Eines Morgens wird auf dem Weg zur Arbeit vor seinen Augen ein bekannter Publizist erschossen. Um Katja zu imponieren, veröffentlicht Jensen einen Nachruf auf den Systemkritiker und legt sich so mit dem Geheimdienst an. Er versinkt in einem Sumpf aus Politik, Korruption, Gewalt und landet in einem Gefängnis für tschetschenische Terroristen. Stoff für einen großen Politthriller. Leider wird die Geschichte im Film "Die vierte Macht" grandios verschenkt. Der Streifen kommt kaum über das Niveau einer Fernsehproduktion hinaus. Von Regisseur Dennis Gansel ("Die Welle") war mehr zu erwarten. Beeindruckender Schnitt? Null. Krasse Einstellungen? Keine. Spezialeffekte? Geht so. Viele Szenen wirken gestellt. Sie sind aufgeblasen mit Klischees und leicht zu verdauenden Erklärungen. Die Macher aus dem Hause Ufa Cinema wissen leider viel zu gut, wie man das Gute vom Bösen zu scheiden hat: auf der einen Seite die skrupellosen Machthaber im Staat, die nicht davor zurückschrecken, Anschläge zu inszenieren und Unschuldige zu massakrieren.

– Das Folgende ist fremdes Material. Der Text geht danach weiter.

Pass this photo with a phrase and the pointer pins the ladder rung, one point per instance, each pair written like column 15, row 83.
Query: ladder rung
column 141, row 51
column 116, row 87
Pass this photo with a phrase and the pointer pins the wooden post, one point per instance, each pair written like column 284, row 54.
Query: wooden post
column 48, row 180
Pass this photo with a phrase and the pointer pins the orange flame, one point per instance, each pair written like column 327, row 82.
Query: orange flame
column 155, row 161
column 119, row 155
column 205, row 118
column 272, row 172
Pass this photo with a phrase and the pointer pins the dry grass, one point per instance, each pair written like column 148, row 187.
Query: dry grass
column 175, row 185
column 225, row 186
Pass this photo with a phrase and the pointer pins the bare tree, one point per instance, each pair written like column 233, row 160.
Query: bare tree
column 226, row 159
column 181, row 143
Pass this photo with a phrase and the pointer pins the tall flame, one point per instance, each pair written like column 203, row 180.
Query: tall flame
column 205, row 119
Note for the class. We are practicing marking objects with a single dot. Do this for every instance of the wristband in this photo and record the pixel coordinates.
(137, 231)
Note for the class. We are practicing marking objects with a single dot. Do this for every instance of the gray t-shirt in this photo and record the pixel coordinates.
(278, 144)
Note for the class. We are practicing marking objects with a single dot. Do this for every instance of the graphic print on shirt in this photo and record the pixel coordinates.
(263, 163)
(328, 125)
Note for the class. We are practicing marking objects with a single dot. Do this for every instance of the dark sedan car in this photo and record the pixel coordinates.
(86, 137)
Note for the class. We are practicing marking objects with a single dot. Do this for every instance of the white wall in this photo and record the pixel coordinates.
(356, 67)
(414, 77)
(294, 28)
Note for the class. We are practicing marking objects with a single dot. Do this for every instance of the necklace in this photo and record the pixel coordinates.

Auf der anderen Seite die Tschetschenen, vom System gezwungen, mit Gewalt für ihre Freiheit zu kämpfen. Dem Zuschauer schwant früh, dass die Dinge in Wirklichkeit vertrackter sind. Die transportierte Medienkritik ist seicht. Der Protagonist hinterfragt seine Rolle im postsowjetischen System nicht aus eigenem Antrieb. Stattdessen lässt er sich von selbst ernannten Freiheitskämpfern (charismatisch: Mark Ivanir) vereinnahmen. Moritz Bleibtreu spielt gut und stemmt sich doch vergeblich gegen diesen faden Plot.